В глубине были устроены ложи, где парижские красавицы в зимних туалетах — мехах и бархате — лакомились апельсинами и мороженым.

Мужчины подходили к ним поздороваться, перебрасывались несколькими словами, возвращались на свои места, кивали друг другу, махали руками; все это походило на зал театра где-нибудь в Италии.
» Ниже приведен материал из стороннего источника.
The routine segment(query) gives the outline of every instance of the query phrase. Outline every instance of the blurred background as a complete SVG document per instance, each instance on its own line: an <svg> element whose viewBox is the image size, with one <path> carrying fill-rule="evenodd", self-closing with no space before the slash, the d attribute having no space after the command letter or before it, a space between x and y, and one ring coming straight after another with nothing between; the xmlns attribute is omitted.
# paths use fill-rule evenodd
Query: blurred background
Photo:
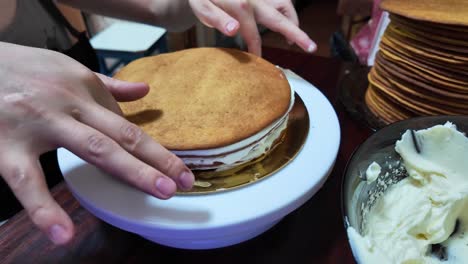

Трибуны Горы отличались особенным блеском. Именно среди монтаньяров заседали миллионеры: герцог Орлеанский, Лепелетье де Сен-Фаржо, Эро де Сешель, Анахарсис Клоотс, маркиз де Шатонёф. Все эти господа заказали места на трибунах для своих любовниц; те появлялись, украшенные султанами из трехцветных лент, со специальными пропусками или рекомендательными письмами к секретарям, исполнявшим при них роль капельдинеров.

Верхние трибуны, открытые для простого народа, все три дня были забиты до отказа; там пили как в кабаке, ели словно в ресторане, разглагольствовали будто к клубе.

На первый вопрос: "Виновен ли Людовик?", шестьсот восемьдесят три человека ответили: "Да".

На второй вопрос: "Выносить ли приговор Конвента на суд народа?", двести восемьдесят один человек ответил: "Да"; четыреста двадцать три человека ответили отрицательно.

Затем наступил черед третьего, самого важного, самого главного вопроса: "Какое будет наказание?"

Когда приступили к обсуждению этого вопроса, было уже восемь часов вечера третьего дня заседаний, январского дня, печального, дождливого, холодного; все устали, начали терять терпение: силы как актеров, так и зрителей иссякли после сорокапятичасового непрерывного заседания.